Italien

11-jähriger Sohn sagt gegen Mafia-Vater aus – und ist nun in Lebensgefahr

Sohn sagt gegen seinen Vater der kalabrischen Mafia aus (Archiv)

Sohn sagt gegen seinen Vater der kalabrischen Mafia aus (Archiv)

Harter Schlag für die kalabrische Mafia: Ein Sohn sagt gegen seinen Vater aus und erzählt, was er seit seinem siebten Lebensjahr alles gesehen hat.

Er kann mit Waffen umgehen, kennt die Zusammensetzung von Drogenpäckchen, weiss, wie man Schutzgeld kassiert und kennt die Hierarchie des Clans. Und doch ist es kein Mafioso, sondern ein elfjähriger Junge aus Piano di Gioia Tauro, der all sein Wissen nun der Staatsanwaltschaft von Reggio Calabria mitteilen will. Er ist der Sohn von Gregorio Malvaso, Boss eines Arms des Belloco-Clans, der im vergangenen Oktober bei der Anti-Mafia-Operation «Eclissi» verhaftet werden konnte.

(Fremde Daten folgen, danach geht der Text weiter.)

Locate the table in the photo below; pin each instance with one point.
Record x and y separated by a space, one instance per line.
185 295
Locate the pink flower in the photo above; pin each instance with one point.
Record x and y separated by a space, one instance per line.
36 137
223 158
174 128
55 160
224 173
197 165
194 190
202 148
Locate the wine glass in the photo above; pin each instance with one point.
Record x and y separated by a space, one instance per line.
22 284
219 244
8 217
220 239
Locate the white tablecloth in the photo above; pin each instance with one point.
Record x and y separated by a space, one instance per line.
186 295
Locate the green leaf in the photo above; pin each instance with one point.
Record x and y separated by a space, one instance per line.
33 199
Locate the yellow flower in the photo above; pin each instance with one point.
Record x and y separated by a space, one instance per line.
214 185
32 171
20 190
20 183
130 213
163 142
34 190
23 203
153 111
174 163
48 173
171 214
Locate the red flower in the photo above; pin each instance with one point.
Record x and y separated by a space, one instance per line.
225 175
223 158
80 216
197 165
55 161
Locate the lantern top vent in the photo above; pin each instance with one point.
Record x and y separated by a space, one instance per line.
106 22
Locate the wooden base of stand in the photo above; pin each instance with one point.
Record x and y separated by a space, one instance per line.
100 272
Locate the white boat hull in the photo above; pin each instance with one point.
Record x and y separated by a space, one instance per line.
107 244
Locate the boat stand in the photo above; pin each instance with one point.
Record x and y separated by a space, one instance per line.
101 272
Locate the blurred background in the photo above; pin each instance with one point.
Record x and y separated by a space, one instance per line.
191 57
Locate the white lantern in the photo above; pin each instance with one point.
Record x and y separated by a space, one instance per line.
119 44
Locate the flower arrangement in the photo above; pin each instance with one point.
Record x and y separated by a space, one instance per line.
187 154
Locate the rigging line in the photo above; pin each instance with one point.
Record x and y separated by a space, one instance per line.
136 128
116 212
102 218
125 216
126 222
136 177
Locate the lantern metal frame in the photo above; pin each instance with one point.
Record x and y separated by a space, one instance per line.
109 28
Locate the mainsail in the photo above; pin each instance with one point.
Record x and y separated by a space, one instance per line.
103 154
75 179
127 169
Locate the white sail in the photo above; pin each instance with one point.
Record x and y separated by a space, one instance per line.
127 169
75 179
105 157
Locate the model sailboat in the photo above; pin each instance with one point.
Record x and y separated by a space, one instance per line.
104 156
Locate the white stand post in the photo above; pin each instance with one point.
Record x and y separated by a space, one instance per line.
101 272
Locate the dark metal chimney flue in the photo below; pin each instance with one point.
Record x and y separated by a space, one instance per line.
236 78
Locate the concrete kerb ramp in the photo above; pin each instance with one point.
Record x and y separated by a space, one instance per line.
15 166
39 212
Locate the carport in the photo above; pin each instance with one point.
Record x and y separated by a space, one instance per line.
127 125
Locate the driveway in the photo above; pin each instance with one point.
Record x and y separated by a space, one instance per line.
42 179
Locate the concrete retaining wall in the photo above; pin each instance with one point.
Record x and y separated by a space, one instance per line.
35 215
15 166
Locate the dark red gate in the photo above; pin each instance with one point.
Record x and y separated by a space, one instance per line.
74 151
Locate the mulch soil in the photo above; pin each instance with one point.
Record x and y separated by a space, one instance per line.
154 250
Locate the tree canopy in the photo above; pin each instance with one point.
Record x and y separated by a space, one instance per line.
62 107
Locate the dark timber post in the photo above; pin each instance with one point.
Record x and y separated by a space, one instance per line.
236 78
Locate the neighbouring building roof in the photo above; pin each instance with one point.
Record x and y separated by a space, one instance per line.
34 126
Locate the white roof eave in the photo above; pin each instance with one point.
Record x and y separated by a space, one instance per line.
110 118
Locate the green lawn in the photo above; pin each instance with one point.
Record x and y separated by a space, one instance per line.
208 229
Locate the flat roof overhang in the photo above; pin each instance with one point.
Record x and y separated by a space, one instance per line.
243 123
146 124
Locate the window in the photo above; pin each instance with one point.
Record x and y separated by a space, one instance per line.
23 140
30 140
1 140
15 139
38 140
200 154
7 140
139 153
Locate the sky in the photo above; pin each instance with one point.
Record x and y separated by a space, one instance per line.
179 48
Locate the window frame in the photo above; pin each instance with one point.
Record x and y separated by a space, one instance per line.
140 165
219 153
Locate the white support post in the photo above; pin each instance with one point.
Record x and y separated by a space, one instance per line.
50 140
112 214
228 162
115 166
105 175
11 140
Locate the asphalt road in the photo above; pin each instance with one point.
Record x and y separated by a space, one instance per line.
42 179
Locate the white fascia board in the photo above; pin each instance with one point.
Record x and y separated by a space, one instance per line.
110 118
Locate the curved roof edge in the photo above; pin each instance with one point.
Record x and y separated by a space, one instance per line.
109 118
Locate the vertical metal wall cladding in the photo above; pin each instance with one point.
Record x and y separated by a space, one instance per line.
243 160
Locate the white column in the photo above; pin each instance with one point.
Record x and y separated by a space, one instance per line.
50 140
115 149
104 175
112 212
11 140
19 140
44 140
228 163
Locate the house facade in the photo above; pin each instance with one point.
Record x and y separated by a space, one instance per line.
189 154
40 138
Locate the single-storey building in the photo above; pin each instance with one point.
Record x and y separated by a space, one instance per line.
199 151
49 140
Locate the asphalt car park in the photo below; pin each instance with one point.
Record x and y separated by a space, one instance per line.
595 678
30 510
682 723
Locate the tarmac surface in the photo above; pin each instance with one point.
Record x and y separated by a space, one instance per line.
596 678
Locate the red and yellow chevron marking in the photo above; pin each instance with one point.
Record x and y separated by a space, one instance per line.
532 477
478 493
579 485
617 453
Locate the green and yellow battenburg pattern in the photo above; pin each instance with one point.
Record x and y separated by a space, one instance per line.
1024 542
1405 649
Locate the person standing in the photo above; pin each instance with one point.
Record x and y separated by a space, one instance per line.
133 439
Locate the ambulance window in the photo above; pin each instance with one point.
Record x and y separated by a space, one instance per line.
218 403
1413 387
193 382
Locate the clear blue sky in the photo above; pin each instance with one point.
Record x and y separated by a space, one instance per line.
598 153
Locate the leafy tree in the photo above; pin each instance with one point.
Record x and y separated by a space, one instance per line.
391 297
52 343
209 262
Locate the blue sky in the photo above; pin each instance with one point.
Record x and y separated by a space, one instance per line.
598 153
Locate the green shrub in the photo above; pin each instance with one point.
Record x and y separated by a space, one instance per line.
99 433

Bereits im Juni hatte sich die Mutter des Jungen und Lebensgefährtin Malvasos, Annina Lo Bianco, bereit erklärt, mit der Justiz zusammenzuarbeiten und ihr Wissen über die Clans mitzuteilen. Ihr Motiv: Sie will ihre Söhne vor der ’Ndrangheta schützen. Jetzt sagte einer der Söhne selbst aus. Gegenüber der stellvertretenden Staatsanwältin Giulia zeigte er sich vollkommen kooperativ und berichtete, was er seit seinem siebten Lebensjahr gesehen und gehört hatte.

Von Drogen- und Waffengeschäften seines Vaters in Messina, von den Treffen der Clans Belloco-Cimato aus Rosarno und Pesce-Pantano, die im Hause Malvasos stattgefunden hatten. «Wir kannten sie alle», erklärte der Elfjährige und schloss damit den Kreis seiner Freunde in San Ferdinando ein. «Alle im Ort wussten, wer die Bossis sind, und wer zu den einzelnen ’Ndrine dazugehörte.» Genaue Details über Drogen und Waffenverstecke im Hause gab er ebenso bekannt wie die Telefonliste der Mafiosi: Er zeigte der Staatsanwältin sein Mobiltelefon, das noch vor kurzem der Vater genutzt hatte. Darauf ein komplettes Telefonverzeichnis der Clanmitglieder, die mit Malvaso in Kontakt gestanden hatten.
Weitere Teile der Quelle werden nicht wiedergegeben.